On tentait quand même de faire prendre la mayonnaise en faisant monter les tensions, en faisant apparaitre l’un des articles comme radical, conduisant à l’autonomie et même – au diable l’avarice ! – à l’indépendance…

Distiller la crainte ! C’était une dérive qui ne concernait en vérité que le débat et les participants qui voulaient donc y voir une autre signification. En réalité, derrière les « tigres de papier », on avait toujours affaire à deux articles de la Constitution Française où finalement toute décision revient à l’Assemblée Nationale de l’Hexagone.

Cette dérive se devait d’être radicalisée. Pourquoi ? Parce qu’en remplaçant les articles par un « oui » et par un « non » cela permettait finalement de marginaliser les partisans du 74 et particulièrement leur leader le charismatique Alfred Marie-Jeanne, Président du Conseil Régional. Serge Letchimy, leader du PPM, avait une opportunité alors d’assoir son leadership en Martinique et bien sûr il la saisit en mettant durablement Chabin hors jeu. Inutile de préciser que nous ne verserons pas une larme pour celui qui a désavoué le mouvement social et qui s’est entendu secrètement avec la grande distribution…

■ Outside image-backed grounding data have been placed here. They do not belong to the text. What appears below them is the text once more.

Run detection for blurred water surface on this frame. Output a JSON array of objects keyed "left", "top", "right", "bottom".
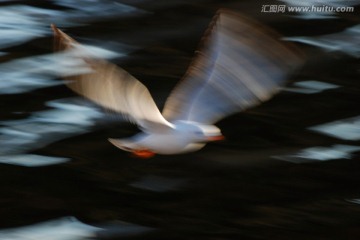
[{"left": 0, "top": 0, "right": 360, "bottom": 239}]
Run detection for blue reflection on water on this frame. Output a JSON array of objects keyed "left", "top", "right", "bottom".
[
  {"left": 54, "top": 0, "right": 149, "bottom": 21},
  {"left": 0, "top": 216, "right": 154, "bottom": 239},
  {"left": 0, "top": 0, "right": 136, "bottom": 166},
  {"left": 0, "top": 154, "right": 70, "bottom": 167},
  {"left": 274, "top": 144, "right": 360, "bottom": 163},
  {"left": 0, "top": 44, "right": 122, "bottom": 94},
  {"left": 0, "top": 5, "right": 49, "bottom": 49},
  {"left": 0, "top": 1, "right": 146, "bottom": 55},
  {"left": 347, "top": 199, "right": 360, "bottom": 204},
  {"left": 285, "top": 25, "right": 360, "bottom": 58},
  {"left": 310, "top": 116, "right": 360, "bottom": 141},
  {"left": 0, "top": 2, "right": 147, "bottom": 49},
  {"left": 284, "top": 80, "right": 340, "bottom": 94},
  {"left": 0, "top": 217, "right": 101, "bottom": 240},
  {"left": 0, "top": 98, "right": 103, "bottom": 164}
]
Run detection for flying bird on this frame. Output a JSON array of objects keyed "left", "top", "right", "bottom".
[{"left": 51, "top": 9, "right": 303, "bottom": 158}]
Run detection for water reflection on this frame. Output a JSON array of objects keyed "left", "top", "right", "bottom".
[
  {"left": 0, "top": 1, "right": 133, "bottom": 165},
  {"left": 348, "top": 199, "right": 360, "bottom": 204},
  {"left": 284, "top": 80, "right": 340, "bottom": 94},
  {"left": 0, "top": 2, "right": 146, "bottom": 51},
  {"left": 310, "top": 116, "right": 360, "bottom": 141},
  {"left": 0, "top": 5, "right": 49, "bottom": 49},
  {"left": 0, "top": 44, "right": 121, "bottom": 94},
  {"left": 285, "top": 25, "right": 360, "bottom": 58},
  {"left": 0, "top": 74, "right": 61, "bottom": 95},
  {"left": 0, "top": 154, "right": 70, "bottom": 167},
  {"left": 54, "top": 0, "right": 148, "bottom": 21},
  {"left": 0, "top": 98, "right": 102, "bottom": 164},
  {"left": 274, "top": 144, "right": 360, "bottom": 163},
  {"left": 95, "top": 221, "right": 154, "bottom": 239},
  {"left": 0, "top": 53, "right": 87, "bottom": 94},
  {"left": 0, "top": 217, "right": 101, "bottom": 240},
  {"left": 0, "top": 217, "right": 154, "bottom": 239},
  {"left": 38, "top": 99, "right": 103, "bottom": 125}
]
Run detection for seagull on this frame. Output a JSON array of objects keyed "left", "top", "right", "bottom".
[{"left": 51, "top": 9, "right": 303, "bottom": 158}]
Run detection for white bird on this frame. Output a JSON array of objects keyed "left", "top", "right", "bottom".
[{"left": 51, "top": 9, "right": 303, "bottom": 158}]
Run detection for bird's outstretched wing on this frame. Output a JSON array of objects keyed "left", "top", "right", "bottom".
[
  {"left": 51, "top": 25, "right": 173, "bottom": 132},
  {"left": 162, "top": 9, "right": 304, "bottom": 124}
]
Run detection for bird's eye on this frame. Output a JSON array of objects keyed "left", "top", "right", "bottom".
[{"left": 194, "top": 131, "right": 202, "bottom": 135}]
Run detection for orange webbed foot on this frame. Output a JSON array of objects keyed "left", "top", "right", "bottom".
[{"left": 131, "top": 149, "right": 156, "bottom": 159}]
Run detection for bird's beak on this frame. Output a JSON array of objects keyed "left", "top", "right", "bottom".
[{"left": 207, "top": 135, "right": 225, "bottom": 142}]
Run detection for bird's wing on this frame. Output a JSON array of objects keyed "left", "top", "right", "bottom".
[
  {"left": 162, "top": 9, "right": 304, "bottom": 124},
  {"left": 51, "top": 25, "right": 173, "bottom": 133}
]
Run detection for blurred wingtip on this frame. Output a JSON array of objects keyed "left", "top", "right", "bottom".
[
  {"left": 163, "top": 8, "right": 307, "bottom": 123},
  {"left": 50, "top": 23, "right": 57, "bottom": 31},
  {"left": 214, "top": 9, "right": 305, "bottom": 66},
  {"left": 51, "top": 23, "right": 64, "bottom": 52},
  {"left": 51, "top": 23, "right": 78, "bottom": 53},
  {"left": 219, "top": 9, "right": 306, "bottom": 65},
  {"left": 51, "top": 23, "right": 62, "bottom": 38}
]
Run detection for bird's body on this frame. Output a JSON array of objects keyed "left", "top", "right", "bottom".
[
  {"left": 51, "top": 9, "right": 303, "bottom": 158},
  {"left": 109, "top": 121, "right": 223, "bottom": 156}
]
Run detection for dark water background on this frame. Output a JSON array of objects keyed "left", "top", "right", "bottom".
[{"left": 0, "top": 0, "right": 360, "bottom": 239}]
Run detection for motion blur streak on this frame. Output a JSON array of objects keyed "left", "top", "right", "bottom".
[
  {"left": 285, "top": 25, "right": 360, "bottom": 57},
  {"left": 0, "top": 98, "right": 102, "bottom": 164},
  {"left": 0, "top": 44, "right": 121, "bottom": 94},
  {"left": 274, "top": 144, "right": 360, "bottom": 163},
  {"left": 0, "top": 154, "right": 70, "bottom": 167},
  {"left": 0, "top": 216, "right": 154, "bottom": 239},
  {"left": 310, "top": 116, "right": 360, "bottom": 141},
  {"left": 0, "top": 217, "right": 101, "bottom": 240},
  {"left": 284, "top": 80, "right": 340, "bottom": 94}
]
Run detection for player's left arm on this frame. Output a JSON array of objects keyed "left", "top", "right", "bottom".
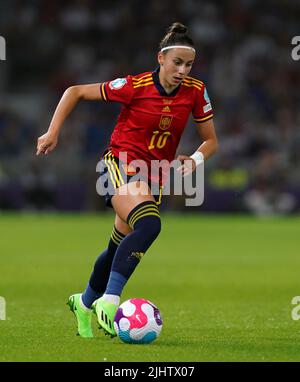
[
  {"left": 194, "top": 118, "right": 218, "bottom": 160},
  {"left": 177, "top": 118, "right": 218, "bottom": 175}
]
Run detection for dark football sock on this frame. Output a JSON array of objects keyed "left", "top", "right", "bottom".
[
  {"left": 105, "top": 201, "right": 161, "bottom": 296},
  {"left": 81, "top": 226, "right": 126, "bottom": 308}
]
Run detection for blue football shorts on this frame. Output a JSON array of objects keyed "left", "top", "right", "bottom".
[{"left": 97, "top": 149, "right": 163, "bottom": 208}]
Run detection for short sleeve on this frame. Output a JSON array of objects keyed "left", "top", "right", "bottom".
[
  {"left": 100, "top": 75, "right": 134, "bottom": 105},
  {"left": 192, "top": 85, "right": 214, "bottom": 124}
]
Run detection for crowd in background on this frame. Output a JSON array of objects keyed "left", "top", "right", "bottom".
[{"left": 0, "top": 0, "right": 299, "bottom": 214}]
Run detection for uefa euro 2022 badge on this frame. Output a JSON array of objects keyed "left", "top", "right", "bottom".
[
  {"left": 109, "top": 78, "right": 127, "bottom": 90},
  {"left": 203, "top": 88, "right": 212, "bottom": 113}
]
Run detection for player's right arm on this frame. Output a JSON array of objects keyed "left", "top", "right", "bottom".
[{"left": 36, "top": 84, "right": 101, "bottom": 155}]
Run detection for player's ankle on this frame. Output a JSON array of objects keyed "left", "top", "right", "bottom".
[{"left": 102, "top": 293, "right": 120, "bottom": 305}]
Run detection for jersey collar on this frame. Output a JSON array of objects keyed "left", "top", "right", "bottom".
[{"left": 152, "top": 67, "right": 181, "bottom": 97}]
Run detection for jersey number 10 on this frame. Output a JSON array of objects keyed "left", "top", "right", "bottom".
[{"left": 148, "top": 131, "right": 171, "bottom": 150}]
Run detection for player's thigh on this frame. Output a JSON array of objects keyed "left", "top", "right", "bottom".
[
  {"left": 114, "top": 214, "right": 132, "bottom": 236},
  {"left": 112, "top": 180, "right": 156, "bottom": 223}
]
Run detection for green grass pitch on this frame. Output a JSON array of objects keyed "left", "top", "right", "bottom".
[{"left": 0, "top": 213, "right": 300, "bottom": 362}]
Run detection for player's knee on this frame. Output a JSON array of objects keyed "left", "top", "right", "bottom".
[
  {"left": 143, "top": 213, "right": 161, "bottom": 240},
  {"left": 127, "top": 201, "right": 161, "bottom": 241},
  {"left": 135, "top": 214, "right": 161, "bottom": 242}
]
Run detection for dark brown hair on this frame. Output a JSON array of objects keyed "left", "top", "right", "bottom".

Résultat : un raz de marée soixante treiziste qui, à quelques nuances près, peut être interprété comme un vote conservateur. Mouvement conservateur que l’on retrouve souvent après tout grand mouvement social d’ampleur.

Mais du fait de la peur qu’on avait voulu introduire, Le carré restant des 20% de « soixante-quatorzistes » semble représenter du même coup des gens déterminés dans leur choix qu’il considérait comme émancipateur, comme un pas vers plus d’autonomie. Nous savons aussi malheureusement que du vote à l’action, il y a une marge… Et quand on pense qu’un individu comme Raphaël Confiant, qui insulte le peuple martiniquais (1), a voté pour le 74, on en revient à se poser des questions.

Quant au PPM(2), parti de centre gauche inter classiste, il n’offre aucune perspective pour les salariés.

On en est donc revenu aux jeux de politiciens habituels, ceux que justement le peuple rejette de plus en plus.

Et à part ça nous préparons la journée d’action du 5 février prochain. Mais cela c’est une autre histoire...

(1) Raphaël Confiant, déçu par le vote, a agoni d’injures le peuple martiniquais, sur un ton et avec des termes qu’auraient pu employer un planteur raciste.

(2) Parti Progressiste Martiniquais, le parti d’Aimé Césaire. Scission du Parti Communiste, créé en 1958, il a aujourd’hui toujours une ligne « départementaliste » à l’autonomisme très édulcoré.